So far so good, but I fail to see why one should need to consider only these frequencies. Why not any other frequency between [itex]0[/itex] and [itex]\frac{1}{2T}[/itex]? So why not for example [itex]\nu_{1.5}=\frac{1.5}{NT}[/itex]?
 
  • #4
Wox said:
So far so good, but I fail to see why one should need to consider only these frequencies. Why not any other frequency between [itex]0[/itex] and [itex]\frac{1}{2T}[/itex]?

Because the signal values of any other frequency, at the ##NT## sampling points, can be represented exactly as a linear combination of the the Fourier basis functions.

The important point is when you sample a continuous signal, first you are only looking at a finite time-segment ##NT## of the signal, and the Fourier transform assumes the rest of the signal is periodic with period ##NT## (which "in real life" it would not be, for a signal with frequency ##\frac{1.5}{NT}##). And second, you are assuming the signal is bandwith limited to the Nyquist frequency.

Those two assumptions mean the sampled signal usually contains MUCH less "information" than the continuous signal before sampling. That's why the sampled signal can be represented exactly by the "small" amount of information in a finite number of Fourier coefficients.
 
  • #5
In general you will need at least N degrees of freedom to represent N data points (think of the example of fitting N data points with polynomials of degree N-1). Sines and cosines with frequencies 1, 2, ..., N/2 cycles per period are convenient because they are orthogonal to one another, so you know that N of them they are "enough" to represent arbitrary data at N points. On the other hand, if you have "too many" degrees of freedom (e.g., too many frequencies) then the fits are no longer unique.
 
  • #6
Thanks! Great answers!
 

Related to Fourier transform frequency resolution

1. What is Fourier transform frequency resolution?

Fourier transform frequency resolution is a measure of the smallest frequency interval that can be detected or represented in a Fourier transform. It refers to the ability to distinguish between different frequencies in a signal or spectrum.

2. How is Fourier transform frequency resolution calculated?

The frequency resolution of a Fourier transform is determined by the sampling rate, which is the rate at which data points are recorded in a signal.
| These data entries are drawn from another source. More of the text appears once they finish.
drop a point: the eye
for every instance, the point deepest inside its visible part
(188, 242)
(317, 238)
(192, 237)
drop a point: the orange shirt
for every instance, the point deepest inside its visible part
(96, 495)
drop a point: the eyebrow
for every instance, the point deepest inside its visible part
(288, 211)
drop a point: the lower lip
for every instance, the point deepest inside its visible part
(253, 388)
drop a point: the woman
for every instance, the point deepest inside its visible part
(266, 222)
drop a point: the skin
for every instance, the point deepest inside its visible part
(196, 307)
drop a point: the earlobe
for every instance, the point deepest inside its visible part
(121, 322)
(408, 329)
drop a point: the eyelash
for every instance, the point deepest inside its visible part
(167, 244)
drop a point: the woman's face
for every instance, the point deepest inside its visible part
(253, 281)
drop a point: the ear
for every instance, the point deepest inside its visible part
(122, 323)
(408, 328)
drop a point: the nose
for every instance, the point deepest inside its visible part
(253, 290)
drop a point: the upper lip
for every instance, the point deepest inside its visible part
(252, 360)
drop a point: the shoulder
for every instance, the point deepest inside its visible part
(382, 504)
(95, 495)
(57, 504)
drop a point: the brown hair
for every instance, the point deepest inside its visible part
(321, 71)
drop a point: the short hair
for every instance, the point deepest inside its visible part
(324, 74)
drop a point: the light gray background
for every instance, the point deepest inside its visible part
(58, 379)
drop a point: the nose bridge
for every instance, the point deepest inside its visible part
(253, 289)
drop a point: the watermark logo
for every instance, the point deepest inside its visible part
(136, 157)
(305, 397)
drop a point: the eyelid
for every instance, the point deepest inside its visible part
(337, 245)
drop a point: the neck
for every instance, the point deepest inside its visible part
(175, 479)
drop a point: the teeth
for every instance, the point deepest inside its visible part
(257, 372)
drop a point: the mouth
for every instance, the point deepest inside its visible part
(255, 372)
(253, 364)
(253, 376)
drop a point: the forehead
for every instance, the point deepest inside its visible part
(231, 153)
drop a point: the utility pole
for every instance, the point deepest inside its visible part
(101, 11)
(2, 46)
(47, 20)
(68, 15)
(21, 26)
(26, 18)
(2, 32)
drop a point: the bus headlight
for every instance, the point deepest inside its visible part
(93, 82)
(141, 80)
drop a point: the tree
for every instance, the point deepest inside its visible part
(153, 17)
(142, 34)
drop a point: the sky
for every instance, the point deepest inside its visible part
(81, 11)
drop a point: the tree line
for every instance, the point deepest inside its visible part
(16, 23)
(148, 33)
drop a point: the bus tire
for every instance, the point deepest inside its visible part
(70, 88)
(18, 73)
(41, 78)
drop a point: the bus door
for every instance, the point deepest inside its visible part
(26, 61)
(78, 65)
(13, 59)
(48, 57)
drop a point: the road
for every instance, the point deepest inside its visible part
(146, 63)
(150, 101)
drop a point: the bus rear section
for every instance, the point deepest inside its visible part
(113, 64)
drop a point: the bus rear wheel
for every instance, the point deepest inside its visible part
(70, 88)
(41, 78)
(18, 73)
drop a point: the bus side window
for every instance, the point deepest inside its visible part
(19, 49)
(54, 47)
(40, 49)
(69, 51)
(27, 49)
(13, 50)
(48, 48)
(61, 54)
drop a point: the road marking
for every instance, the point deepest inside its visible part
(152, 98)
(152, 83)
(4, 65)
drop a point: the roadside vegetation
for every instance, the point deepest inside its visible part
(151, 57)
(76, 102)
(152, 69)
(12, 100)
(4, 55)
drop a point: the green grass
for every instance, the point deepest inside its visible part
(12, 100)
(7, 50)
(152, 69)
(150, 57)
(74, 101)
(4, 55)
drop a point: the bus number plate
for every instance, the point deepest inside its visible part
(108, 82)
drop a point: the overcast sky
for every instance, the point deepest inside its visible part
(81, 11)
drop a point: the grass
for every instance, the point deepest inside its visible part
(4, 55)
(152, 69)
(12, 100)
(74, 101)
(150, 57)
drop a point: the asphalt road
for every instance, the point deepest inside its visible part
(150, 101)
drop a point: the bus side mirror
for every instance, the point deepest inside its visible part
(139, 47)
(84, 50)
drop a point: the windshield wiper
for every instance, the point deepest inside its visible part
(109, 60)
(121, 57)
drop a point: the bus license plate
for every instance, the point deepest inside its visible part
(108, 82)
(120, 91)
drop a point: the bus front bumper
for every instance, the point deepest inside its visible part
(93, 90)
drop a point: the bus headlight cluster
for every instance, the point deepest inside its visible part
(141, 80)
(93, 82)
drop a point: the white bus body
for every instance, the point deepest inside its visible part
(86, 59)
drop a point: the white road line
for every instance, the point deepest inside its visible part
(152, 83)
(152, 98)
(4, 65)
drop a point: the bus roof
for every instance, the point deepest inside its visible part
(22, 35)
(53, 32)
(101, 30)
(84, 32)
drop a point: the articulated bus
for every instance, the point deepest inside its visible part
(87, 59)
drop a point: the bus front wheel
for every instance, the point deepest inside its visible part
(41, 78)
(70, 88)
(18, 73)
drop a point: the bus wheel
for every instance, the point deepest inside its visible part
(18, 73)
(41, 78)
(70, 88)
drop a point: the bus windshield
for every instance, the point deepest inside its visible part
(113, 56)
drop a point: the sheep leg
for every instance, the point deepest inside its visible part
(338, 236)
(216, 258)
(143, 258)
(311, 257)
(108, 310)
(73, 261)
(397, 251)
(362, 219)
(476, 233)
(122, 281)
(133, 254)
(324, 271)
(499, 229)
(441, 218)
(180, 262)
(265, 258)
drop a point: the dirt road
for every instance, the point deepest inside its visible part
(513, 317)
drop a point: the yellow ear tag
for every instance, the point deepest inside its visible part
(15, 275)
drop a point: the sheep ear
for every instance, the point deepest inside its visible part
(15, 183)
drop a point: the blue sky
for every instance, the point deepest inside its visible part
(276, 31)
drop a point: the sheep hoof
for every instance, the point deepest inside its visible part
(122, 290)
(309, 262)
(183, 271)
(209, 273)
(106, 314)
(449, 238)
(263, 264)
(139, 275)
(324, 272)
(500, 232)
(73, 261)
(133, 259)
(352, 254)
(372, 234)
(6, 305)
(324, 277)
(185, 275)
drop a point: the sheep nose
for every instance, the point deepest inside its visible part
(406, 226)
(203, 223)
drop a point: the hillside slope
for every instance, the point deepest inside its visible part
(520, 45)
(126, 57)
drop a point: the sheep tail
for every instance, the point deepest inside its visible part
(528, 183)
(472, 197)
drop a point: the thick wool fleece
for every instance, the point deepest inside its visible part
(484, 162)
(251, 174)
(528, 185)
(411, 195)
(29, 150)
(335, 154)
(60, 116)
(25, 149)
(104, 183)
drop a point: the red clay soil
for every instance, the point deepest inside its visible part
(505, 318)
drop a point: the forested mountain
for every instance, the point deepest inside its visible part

It is calculated by dividing the sampling rate by the number of data points in the signal.

3. What is the relationship between frequency resolution and signal length?

The frequency resolution is inversely proportional to the signal length. This means that as the signal length increases, the frequency resolution decreases. This is because a longer signal contains more data points, allowing for a finer distinction between frequencies.

4. Can the frequency resolution of a Fourier transform be improved?

Yes, the frequency resolution of a Fourier transform can be improved by increasing the sampling rate or the signal length. However, there are practical limits to how much the resolution can be improved without sacrificing other aspects of the analysis.

5. How does frequency resolution affect the accuracy of a Fourier transform?

A higher frequency resolution allows for a more accurate representation of the signal's spectrum. This is because it can capture more subtle changes in the frequency components of the signal. However, a high frequency resolution may also introduce more noise into the data, so there is a trade-off between accuracy and noise in Fourier transform analysis.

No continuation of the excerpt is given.